Le système nerveux dont nous disposons est le fruit d’une très longue évolution. Sa composition et son fonctionnement comportent ainsi à la fois des traits très rustiques, que nous partageons avec nombre d’autres espèces animales (par exemple les réflexes les plus primitifs), mais aussi des aspects hautement raffinés et encore largement mystérieux aux yeux des scientifiques spécialisé(e)s. 

Même notre cerveau complexe, qui n’en est qu’une des (nombreuses) composantes, n’est lui-même que le reflet de nos états somatiques (âge, sexe, sommeil, système digestif etc.), tout autant que ces derniers ne sont qu’en partie sous son magistère conscient.

Aussi l’état psychologique de toute personne est-il toujours corrélé à un tableau somatique, car le corps et la psyché sont intrinsèquement liés par une relation de dépendance à double sens.

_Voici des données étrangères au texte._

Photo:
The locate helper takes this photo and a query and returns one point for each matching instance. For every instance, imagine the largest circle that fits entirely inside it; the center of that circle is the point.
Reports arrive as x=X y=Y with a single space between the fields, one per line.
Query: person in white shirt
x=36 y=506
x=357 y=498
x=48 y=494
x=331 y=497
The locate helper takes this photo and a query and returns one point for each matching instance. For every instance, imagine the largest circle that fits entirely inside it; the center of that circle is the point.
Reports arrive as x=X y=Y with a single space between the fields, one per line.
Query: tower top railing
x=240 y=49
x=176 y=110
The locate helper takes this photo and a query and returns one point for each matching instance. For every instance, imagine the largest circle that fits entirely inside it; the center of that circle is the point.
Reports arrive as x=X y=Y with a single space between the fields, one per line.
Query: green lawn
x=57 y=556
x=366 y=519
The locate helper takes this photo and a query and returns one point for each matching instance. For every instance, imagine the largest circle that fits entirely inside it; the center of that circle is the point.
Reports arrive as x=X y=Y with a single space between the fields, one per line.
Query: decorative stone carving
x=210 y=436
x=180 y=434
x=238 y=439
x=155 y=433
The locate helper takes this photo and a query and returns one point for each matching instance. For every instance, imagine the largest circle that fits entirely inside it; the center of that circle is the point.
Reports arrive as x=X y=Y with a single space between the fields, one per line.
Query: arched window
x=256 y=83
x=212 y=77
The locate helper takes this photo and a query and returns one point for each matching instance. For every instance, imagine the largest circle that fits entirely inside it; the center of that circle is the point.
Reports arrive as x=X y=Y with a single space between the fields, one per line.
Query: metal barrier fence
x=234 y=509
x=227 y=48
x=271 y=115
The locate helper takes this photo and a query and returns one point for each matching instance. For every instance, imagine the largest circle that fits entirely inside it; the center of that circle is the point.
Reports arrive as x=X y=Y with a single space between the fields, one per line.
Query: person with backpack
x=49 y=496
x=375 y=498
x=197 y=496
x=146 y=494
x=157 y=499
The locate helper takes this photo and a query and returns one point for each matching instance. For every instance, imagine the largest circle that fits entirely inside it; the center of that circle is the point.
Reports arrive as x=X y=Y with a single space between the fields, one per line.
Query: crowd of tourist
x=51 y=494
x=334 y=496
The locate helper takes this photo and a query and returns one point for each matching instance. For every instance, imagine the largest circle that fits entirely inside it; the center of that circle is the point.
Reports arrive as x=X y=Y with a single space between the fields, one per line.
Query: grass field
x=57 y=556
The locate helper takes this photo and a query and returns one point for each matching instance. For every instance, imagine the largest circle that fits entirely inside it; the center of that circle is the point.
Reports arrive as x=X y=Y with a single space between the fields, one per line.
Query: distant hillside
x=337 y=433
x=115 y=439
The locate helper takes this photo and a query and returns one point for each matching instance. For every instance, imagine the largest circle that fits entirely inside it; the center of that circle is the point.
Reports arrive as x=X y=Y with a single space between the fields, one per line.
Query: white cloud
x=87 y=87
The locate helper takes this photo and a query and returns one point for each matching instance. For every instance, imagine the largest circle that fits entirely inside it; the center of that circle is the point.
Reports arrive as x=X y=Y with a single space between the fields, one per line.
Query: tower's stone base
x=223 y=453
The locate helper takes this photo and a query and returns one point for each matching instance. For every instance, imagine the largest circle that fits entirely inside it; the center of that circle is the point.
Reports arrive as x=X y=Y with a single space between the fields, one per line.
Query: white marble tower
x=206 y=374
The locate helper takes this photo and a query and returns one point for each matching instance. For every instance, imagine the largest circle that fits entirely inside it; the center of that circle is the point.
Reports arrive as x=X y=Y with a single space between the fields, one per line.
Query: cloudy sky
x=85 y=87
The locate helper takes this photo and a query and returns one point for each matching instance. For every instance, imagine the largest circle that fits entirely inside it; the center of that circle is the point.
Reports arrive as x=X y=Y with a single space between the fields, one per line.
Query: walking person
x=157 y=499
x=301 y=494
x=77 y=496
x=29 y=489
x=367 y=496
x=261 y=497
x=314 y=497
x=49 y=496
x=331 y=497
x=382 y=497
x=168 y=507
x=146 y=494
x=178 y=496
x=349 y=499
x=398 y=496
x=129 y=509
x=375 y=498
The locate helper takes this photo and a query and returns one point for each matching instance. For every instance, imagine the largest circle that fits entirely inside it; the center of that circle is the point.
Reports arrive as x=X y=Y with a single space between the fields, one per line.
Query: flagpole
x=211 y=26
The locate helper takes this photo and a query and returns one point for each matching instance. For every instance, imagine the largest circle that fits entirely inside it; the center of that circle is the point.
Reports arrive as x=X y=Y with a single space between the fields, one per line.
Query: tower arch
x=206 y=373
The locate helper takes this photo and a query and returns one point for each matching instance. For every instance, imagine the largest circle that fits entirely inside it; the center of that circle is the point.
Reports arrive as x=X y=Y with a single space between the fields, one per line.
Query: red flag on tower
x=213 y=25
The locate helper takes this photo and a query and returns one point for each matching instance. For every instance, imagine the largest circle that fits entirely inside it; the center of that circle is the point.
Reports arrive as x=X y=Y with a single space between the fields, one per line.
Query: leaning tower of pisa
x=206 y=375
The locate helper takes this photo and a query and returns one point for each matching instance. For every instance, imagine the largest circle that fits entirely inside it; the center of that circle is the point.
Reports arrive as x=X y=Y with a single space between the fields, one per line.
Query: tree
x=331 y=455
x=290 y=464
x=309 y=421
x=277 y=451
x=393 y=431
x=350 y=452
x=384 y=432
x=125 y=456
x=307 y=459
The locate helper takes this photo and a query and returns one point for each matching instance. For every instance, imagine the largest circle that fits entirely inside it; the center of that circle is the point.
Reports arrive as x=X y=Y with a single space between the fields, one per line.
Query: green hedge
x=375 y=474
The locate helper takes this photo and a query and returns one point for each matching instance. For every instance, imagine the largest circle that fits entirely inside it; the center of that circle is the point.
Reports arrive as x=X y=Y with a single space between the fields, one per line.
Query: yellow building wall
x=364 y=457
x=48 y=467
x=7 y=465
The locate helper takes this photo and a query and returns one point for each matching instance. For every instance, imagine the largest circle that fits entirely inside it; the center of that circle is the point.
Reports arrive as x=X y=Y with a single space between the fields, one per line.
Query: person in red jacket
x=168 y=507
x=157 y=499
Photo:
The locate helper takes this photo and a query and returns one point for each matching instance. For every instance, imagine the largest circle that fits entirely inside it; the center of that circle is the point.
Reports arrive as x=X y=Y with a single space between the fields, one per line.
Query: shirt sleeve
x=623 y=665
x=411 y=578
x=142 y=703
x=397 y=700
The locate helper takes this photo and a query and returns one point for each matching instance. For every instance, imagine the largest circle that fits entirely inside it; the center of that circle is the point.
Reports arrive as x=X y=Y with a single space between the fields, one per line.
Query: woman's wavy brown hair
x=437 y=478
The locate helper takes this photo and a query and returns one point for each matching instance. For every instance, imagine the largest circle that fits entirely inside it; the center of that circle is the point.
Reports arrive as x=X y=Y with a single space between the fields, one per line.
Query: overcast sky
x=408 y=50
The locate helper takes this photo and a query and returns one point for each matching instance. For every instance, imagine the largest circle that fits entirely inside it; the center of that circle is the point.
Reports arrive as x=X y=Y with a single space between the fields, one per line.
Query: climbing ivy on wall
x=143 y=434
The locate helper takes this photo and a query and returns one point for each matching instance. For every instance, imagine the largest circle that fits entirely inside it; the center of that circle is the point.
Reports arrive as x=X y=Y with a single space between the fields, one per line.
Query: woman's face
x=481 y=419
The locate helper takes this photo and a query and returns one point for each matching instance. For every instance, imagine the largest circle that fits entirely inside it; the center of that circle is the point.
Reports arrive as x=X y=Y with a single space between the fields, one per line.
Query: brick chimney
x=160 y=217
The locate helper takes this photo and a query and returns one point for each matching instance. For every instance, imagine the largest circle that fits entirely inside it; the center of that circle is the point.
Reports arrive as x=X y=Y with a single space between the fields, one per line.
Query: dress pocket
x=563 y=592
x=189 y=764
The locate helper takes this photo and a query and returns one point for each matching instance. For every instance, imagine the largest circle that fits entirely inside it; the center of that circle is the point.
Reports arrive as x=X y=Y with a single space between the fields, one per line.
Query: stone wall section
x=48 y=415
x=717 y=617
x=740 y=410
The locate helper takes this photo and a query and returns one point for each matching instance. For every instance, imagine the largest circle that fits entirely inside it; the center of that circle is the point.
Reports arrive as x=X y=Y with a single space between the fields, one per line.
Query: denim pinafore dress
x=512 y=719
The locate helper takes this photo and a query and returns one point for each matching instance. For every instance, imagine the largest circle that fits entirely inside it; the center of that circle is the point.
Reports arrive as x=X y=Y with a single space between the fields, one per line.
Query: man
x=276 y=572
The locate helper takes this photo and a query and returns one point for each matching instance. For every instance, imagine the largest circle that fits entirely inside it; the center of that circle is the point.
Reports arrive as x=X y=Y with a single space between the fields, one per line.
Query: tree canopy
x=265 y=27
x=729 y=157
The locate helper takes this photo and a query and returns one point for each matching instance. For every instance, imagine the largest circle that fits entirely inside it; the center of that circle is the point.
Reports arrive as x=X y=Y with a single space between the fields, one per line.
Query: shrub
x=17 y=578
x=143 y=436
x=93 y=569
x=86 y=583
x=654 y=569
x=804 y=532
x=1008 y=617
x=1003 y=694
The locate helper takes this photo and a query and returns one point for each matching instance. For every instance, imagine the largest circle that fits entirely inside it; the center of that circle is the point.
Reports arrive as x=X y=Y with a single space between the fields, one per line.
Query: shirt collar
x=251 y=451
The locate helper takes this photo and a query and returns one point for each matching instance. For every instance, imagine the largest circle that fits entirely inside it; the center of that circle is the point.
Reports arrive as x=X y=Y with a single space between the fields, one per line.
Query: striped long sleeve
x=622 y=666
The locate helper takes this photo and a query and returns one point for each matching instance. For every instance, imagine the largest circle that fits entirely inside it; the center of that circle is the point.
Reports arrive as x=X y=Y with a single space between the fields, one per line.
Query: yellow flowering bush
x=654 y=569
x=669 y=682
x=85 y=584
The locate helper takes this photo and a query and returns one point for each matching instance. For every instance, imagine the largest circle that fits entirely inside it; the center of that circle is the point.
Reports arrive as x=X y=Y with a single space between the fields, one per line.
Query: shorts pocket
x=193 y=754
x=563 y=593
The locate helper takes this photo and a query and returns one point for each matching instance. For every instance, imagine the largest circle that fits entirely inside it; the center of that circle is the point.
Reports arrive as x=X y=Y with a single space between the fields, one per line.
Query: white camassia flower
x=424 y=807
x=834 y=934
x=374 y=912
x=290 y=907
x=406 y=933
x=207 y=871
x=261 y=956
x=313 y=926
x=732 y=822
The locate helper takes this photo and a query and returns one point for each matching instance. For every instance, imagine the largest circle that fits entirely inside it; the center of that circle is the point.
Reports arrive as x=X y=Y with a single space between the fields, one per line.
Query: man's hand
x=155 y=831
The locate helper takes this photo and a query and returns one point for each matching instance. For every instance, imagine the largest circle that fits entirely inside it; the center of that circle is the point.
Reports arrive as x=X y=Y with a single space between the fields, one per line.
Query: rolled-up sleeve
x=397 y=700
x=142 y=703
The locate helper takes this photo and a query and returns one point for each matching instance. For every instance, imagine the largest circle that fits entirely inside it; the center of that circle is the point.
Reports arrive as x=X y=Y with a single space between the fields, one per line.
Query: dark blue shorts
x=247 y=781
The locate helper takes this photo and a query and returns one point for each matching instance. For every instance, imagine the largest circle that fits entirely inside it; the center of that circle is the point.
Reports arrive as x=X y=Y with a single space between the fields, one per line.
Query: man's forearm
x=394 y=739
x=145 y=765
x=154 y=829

La thérapie corporelle intégrative, sur la base de ce constat, prend en compte l’ensemble du système nerveux et a ainsi l’ambition d’agir à la fois sur sa partie la plus évoluée (via la verbalisation, la conceptualisation, les leviers affectifs et motivationnels de nos comportements), mais également d’influencer le système nerveux dit ”autonome” (car échappant largement au contrôle volontaire), maître de l’homéostasie, c’est-à-dire qui régule l’équilibre métabolique de notre corps.

Concrètement ?

La psychologue envisage nombre d’états psychiques qui amènent à consulter (angoisses, stress, peur, burn-out, colère etc.) comme les reflets d’états somatiques et cherche à agir sur ces derniers. Sans que le sens de la causalité puisse en être explicité avec certitude, la recherche montre en effet que l’action ciblée sur le système nerveux autonome peut puissamment aider à remédier à des états psychiques douloureux.